It's the old argument with armored vehicles of mobility vs protection. The reality is that you can't engineer a vehicle to protect against every single battlefield threat. The Bradley went thru several years of media stupidity int he early to mid 80s. There was even a 60 Minutes story about what a lousy vehicle it was. You guys know the routine— an "expose" on cost overruns, weak armor protection, maintenance nightmares— blah blah blah. But after Desert Storm, when the Bradley proved itself a capable and reliable combat vehicle, all the naysayers shut up. Don't worry, this business will blow over to.


----------



## C/10 (26 Jul 2006)

so how does the Nayla ( not sure on spelling) hold up compared to the rest.


----------



## Jammer (1 Aug 2006)

Awesome...one took an IED hit in May...everyone walked away from it...albeit with their bells rung a bit.


----------



## MJP (1 Aug 2006)

Jammer said:
			
		

> Awesome...one took an IED hit in May...everyone walked away from it...albeit with their bells rung a bit.

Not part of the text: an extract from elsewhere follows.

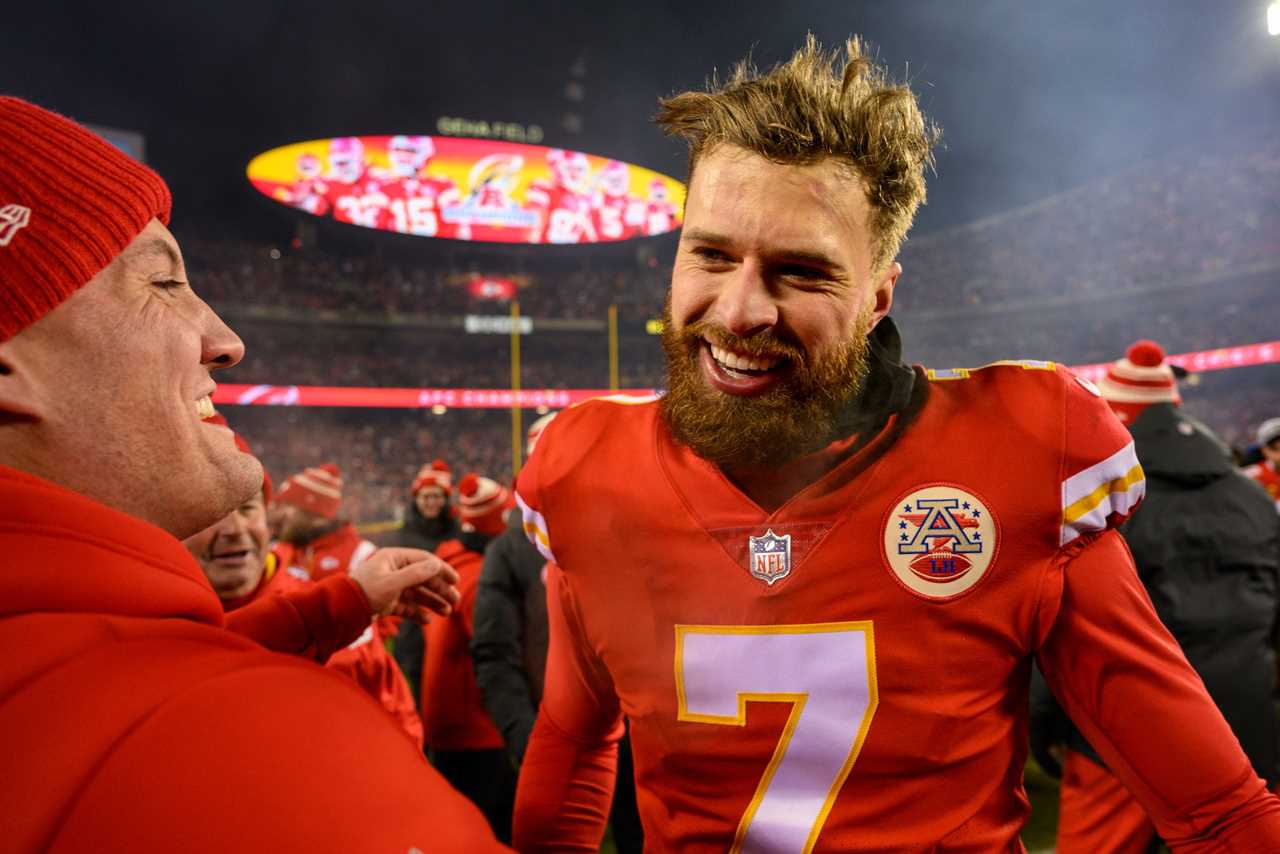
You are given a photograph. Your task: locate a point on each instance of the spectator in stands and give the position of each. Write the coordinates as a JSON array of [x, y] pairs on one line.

They didn't all walk away......they driver was still pretty badly injured in the sense he is just walking again right now.  The vehicle did what it was suppose to and deflect the killing blast away from the occupants.  Totally demolished the front of the vehicle but left the crew compartment together.


----------



## Jammer (1 Aug 2006)

Rgr that...I was on site for that one...thanking our stars it wasn't a G..


----------